Tareq exited the stifling room. He took a deep, refreshing breath once he was out in the hall. As he headed for his private library, he considered the King’s insults. His father couldn’t speak longer than a minute without making sure to demean someone. The way that the man had spoken of Jem’ya had made something snap inside of Tareq. For years, Tareq had controlled his hatred for the King. Tareq was like an archer eyein
g a target, his arm straining to hold his drawn bowstring steady, waiting for the right time to release the arrow. It wasn’t easy to keep that bow drawn. Without Qadir, Bahja and the memory of his mother, Tareq would have assassinated the King by now.

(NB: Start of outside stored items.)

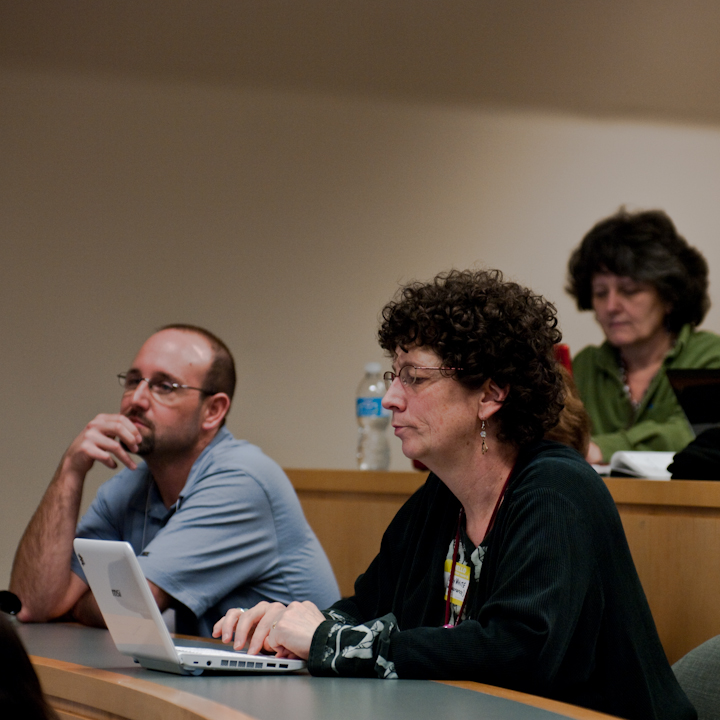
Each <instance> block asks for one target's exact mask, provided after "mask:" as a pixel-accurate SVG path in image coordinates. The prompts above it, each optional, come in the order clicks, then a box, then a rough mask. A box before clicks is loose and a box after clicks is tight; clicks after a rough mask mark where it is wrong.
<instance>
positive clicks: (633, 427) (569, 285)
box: [567, 209, 720, 463]
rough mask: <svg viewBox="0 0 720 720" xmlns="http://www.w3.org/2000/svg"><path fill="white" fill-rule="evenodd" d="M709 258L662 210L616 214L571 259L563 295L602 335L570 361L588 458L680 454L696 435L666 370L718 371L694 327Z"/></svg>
mask: <svg viewBox="0 0 720 720" xmlns="http://www.w3.org/2000/svg"><path fill="white" fill-rule="evenodd" d="M707 285H708V267H707V263H706V262H705V258H704V257H703V256H702V255H701V254H700V253H699V252H698V251H697V250H696V249H695V248H693V247H691V246H690V245H688V243H687V241H686V240H685V239H684V238H683V237H681V236H680V235H679V234H678V232H677V230H676V229H675V226H674V225H673V222H672V220H671V219H670V218H669V217H668V216H667V215H666V214H665V213H664V212H662V211H660V210H650V211H645V212H638V213H629V212H627V211H626V210H625V209H621V210H620V211H619V212H618V213H616V214H615V215H613V216H611V217H609V218H606V219H605V220H602V221H600V222H599V223H598V224H597V225H595V227H593V228H592V229H591V230H590V232H588V234H587V235H586V236H585V237H584V238H583V241H582V242H581V243H580V245H579V247H578V248H576V250H575V251H574V252H573V254H572V255H571V256H570V262H569V263H568V286H567V291H568V292H569V293H570V294H571V295H572V296H573V297H574V298H575V300H576V301H577V306H578V308H579V309H580V310H594V312H595V318H596V320H597V321H598V323H599V324H600V327H601V328H602V330H603V332H604V333H605V339H606V340H605V342H604V343H603V344H602V345H601V346H600V347H595V346H589V347H586V348H585V349H583V350H582V351H581V352H580V353H578V355H577V356H576V357H575V359H574V360H573V372H574V376H575V381H576V383H577V386H578V391H579V392H580V397H581V398H582V400H583V402H584V403H585V407H586V408H587V410H588V413H589V414H590V417H591V419H592V424H593V436H592V442H591V443H590V448H589V450H588V453H587V459H588V461H589V462H592V463H602V462H609V460H610V456H611V455H612V454H613V453H614V452H615V451H617V450H666V451H667V450H669V451H675V452H677V451H679V450H682V448H684V447H685V446H686V445H687V444H688V443H689V442H690V441H691V440H692V439H693V434H692V430H691V429H690V426H689V425H688V422H687V420H686V418H685V415H684V414H683V412H682V409H681V408H680V406H679V404H678V403H677V400H676V398H675V394H674V393H673V390H672V388H671V387H670V383H669V382H668V380H667V377H666V375H665V369H666V368H709V367H712V368H720V337H719V336H717V335H715V334H713V333H709V332H698V331H697V330H695V328H696V326H698V325H699V324H700V323H701V322H702V320H703V318H704V317H705V313H706V312H707V310H708V308H709V307H710V298H709V297H708V292H707Z"/></svg>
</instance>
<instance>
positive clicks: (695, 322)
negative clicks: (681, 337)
mask: <svg viewBox="0 0 720 720" xmlns="http://www.w3.org/2000/svg"><path fill="white" fill-rule="evenodd" d="M603 272H609V273H613V274H614V275H621V276H625V277H631V278H632V279H633V280H636V281H637V282H645V283H650V284H651V285H652V286H653V287H654V288H655V289H656V290H657V292H658V294H659V295H660V297H661V298H662V300H663V301H664V302H666V303H668V304H669V305H670V307H671V310H670V312H669V313H668V314H667V316H666V318H665V327H666V328H667V329H668V330H669V331H670V332H672V333H677V332H678V331H679V330H680V328H682V326H683V325H686V324H690V325H693V326H696V325H699V324H700V323H701V322H702V321H703V318H704V317H705V314H706V313H707V311H708V309H709V308H710V297H709V295H708V290H707V288H708V267H707V262H705V258H704V257H703V256H702V255H701V254H700V252H698V251H697V250H696V249H695V248H694V247H691V246H690V245H688V243H687V241H686V240H685V238H683V237H682V236H681V235H679V234H678V231H677V230H676V229H675V225H674V224H673V221H672V220H671V219H670V218H669V217H668V216H667V215H666V214H665V213H664V212H663V211H662V210H645V211H643V212H636V213H630V212H628V211H627V210H625V208H620V210H619V211H618V212H617V213H615V215H612V216H611V217H609V218H606V219H605V220H601V221H600V222H599V223H597V224H596V225H595V226H594V227H593V228H592V229H591V230H590V232H588V234H587V235H585V237H584V238H583V240H582V242H581V243H580V245H579V246H578V247H577V248H576V249H575V251H574V252H573V254H572V255H571V256H570V261H569V262H568V284H567V287H566V290H567V291H568V292H569V293H570V295H572V296H573V297H574V298H575V300H576V302H577V306H578V309H579V310H591V309H592V279H593V276H594V275H596V274H597V273H603Z"/></svg>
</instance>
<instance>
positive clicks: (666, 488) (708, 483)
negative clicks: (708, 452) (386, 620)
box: [286, 470, 720, 663]
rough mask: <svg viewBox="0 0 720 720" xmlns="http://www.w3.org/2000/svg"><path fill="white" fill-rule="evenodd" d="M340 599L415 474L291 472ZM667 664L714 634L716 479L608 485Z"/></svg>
mask: <svg viewBox="0 0 720 720" xmlns="http://www.w3.org/2000/svg"><path fill="white" fill-rule="evenodd" d="M286 472H287V474H288V476H289V477H290V480H291V481H292V483H293V485H294V487H295V489H296V492H297V494H298V497H299V498H300V502H301V503H302V506H303V510H304V511H305V515H306V517H307V519H308V522H309V523H310V525H311V526H312V528H313V530H314V531H315V533H316V534H317V536H318V538H319V540H320V542H321V543H322V545H323V547H324V548H325V551H326V552H327V554H328V557H329V558H330V563H331V564H332V566H333V569H334V571H335V575H336V577H337V578H338V583H339V585H340V592H341V593H342V594H343V595H344V596H347V595H351V594H352V592H353V584H354V582H355V579H356V578H357V576H358V575H359V574H360V573H361V572H364V571H365V569H366V568H367V566H368V565H369V563H370V561H371V560H372V558H373V557H375V555H376V553H377V551H378V549H379V548H380V540H381V538H382V534H383V532H384V531H385V528H386V527H387V526H388V524H389V523H390V520H391V519H392V518H393V516H394V515H395V513H396V512H397V511H398V509H399V508H400V506H401V505H402V504H403V503H404V502H405V500H407V498H409V497H410V495H411V494H412V493H413V492H414V491H415V490H416V489H417V488H418V487H420V485H422V483H424V482H425V478H426V477H427V473H421V472H416V471H413V472H361V471H359V470H287V471H286ZM605 482H606V484H607V486H608V488H609V490H610V493H611V494H612V496H613V499H614V500H615V504H616V505H617V508H618V511H619V513H620V517H621V518H622V522H623V526H624V528H625V534H626V535H627V539H628V543H629V545H630V550H631V552H632V555H633V560H634V561H635V566H636V568H637V571H638V575H639V576H640V581H641V582H642V584H643V588H644V590H645V594H646V595H647V598H648V602H649V603H650V608H651V610H652V613H653V617H654V618H655V623H656V625H657V628H658V633H659V634H660V640H661V641H662V644H663V647H664V648H665V652H666V654H667V656H668V659H669V660H670V662H671V663H672V662H675V661H676V660H678V659H679V658H681V657H682V656H683V655H684V654H685V653H686V652H688V651H689V650H691V649H692V648H694V647H696V646H697V645H699V644H700V643H701V642H704V641H705V640H708V639H709V638H711V637H714V636H715V635H718V634H720V610H718V598H720V482H709V481H699V480H697V481H689V480H682V481H678V480H673V481H669V482H668V481H659V480H636V479H632V478H606V479H605Z"/></svg>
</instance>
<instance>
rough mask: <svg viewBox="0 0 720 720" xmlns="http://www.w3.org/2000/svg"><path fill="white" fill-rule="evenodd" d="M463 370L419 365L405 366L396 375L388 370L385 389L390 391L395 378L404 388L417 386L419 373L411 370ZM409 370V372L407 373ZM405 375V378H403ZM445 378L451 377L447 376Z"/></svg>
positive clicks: (448, 367)
mask: <svg viewBox="0 0 720 720" xmlns="http://www.w3.org/2000/svg"><path fill="white" fill-rule="evenodd" d="M462 369H463V368H449V367H445V366H440V367H422V366H419V365H403V366H402V367H401V368H400V372H396V373H394V372H393V371H392V370H388V371H387V372H386V373H384V374H383V380H384V381H385V389H386V390H389V389H390V386H391V385H392V384H393V382H394V381H395V378H399V379H400V384H401V385H402V386H403V387H411V386H412V385H414V384H415V381H416V380H417V372H412V373H411V372H410V370H414V371H417V370H462ZM405 370H407V372H405ZM403 374H404V377H403ZM445 377H451V376H450V375H445Z"/></svg>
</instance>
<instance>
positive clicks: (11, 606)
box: [0, 590, 22, 615]
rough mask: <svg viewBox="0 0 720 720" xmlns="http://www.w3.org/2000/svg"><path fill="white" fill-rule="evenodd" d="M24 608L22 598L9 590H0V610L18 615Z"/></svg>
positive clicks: (8, 613) (12, 614)
mask: <svg viewBox="0 0 720 720" xmlns="http://www.w3.org/2000/svg"><path fill="white" fill-rule="evenodd" d="M21 609H22V603H21V602H20V598H19V597H18V596H17V595H16V594H15V593H11V592H10V591H9V590H0V611H2V612H6V613H7V614H8V615H17V614H18V613H19V612H20V610H21Z"/></svg>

When the King spoke of Jem’ya, Tareq almost let the arrow fly. Jem’ya had urged Tareq many times to let go of his anger, to put down the bow, but to forgive the King was to betray his mother and his brother. Tareq felt a twinge in his stomach as he realized that for Jem’ya, forgiving him was to betray her brother, her family and her people.
Tareq pulled a set of keys from his pocket and unlocked the door to his study. He locked the door behind him. The table, water bowl, and oils were already set up. He removed all his clothes except for his black undershorts and stood leaning against the massage table, waiting for Bahja to bring Jem’ya to the room. Tareq chuckled as he thought of his father’s words. The King thought marrying a Qamud princess was wise. Those girls were spoiled brats. Their interests went no further than jewels, clothes and using their royal status to defy common decency. Jem’ya, on the other hand, would be a perfect wife and queen. She was a woman, not a girl. She held her head high but never looked down her nose at anyone, and she wasn’t at all materialistic. She would be a beautiful bride. Tareq was pleased by a vision of Jem’ya in rich, regal, glittering fabrics and adorned with dozens of gold wedding necklaces, bangles and rings, and an ornate gold headpiece.
Tareq heard the lock turn in the library door. Let in by Bahja, Jem’ya walked into the room, her face and figure shrouded by a black burqa. She removed it and placed it on the hook on the wall. The white cotton dress she wore underneath took Tareq’s breath away. It was a simple long white dress that delicately outlined her curves, yet somehow the extravagant wedding garb he’d envisioned could not compare to it. Tareq bowed deeply before her. He lost his balance on the way back up, stumbling to the left a little. He chuckled at himself and smiled at her. Jem’ya’s expression remained cold.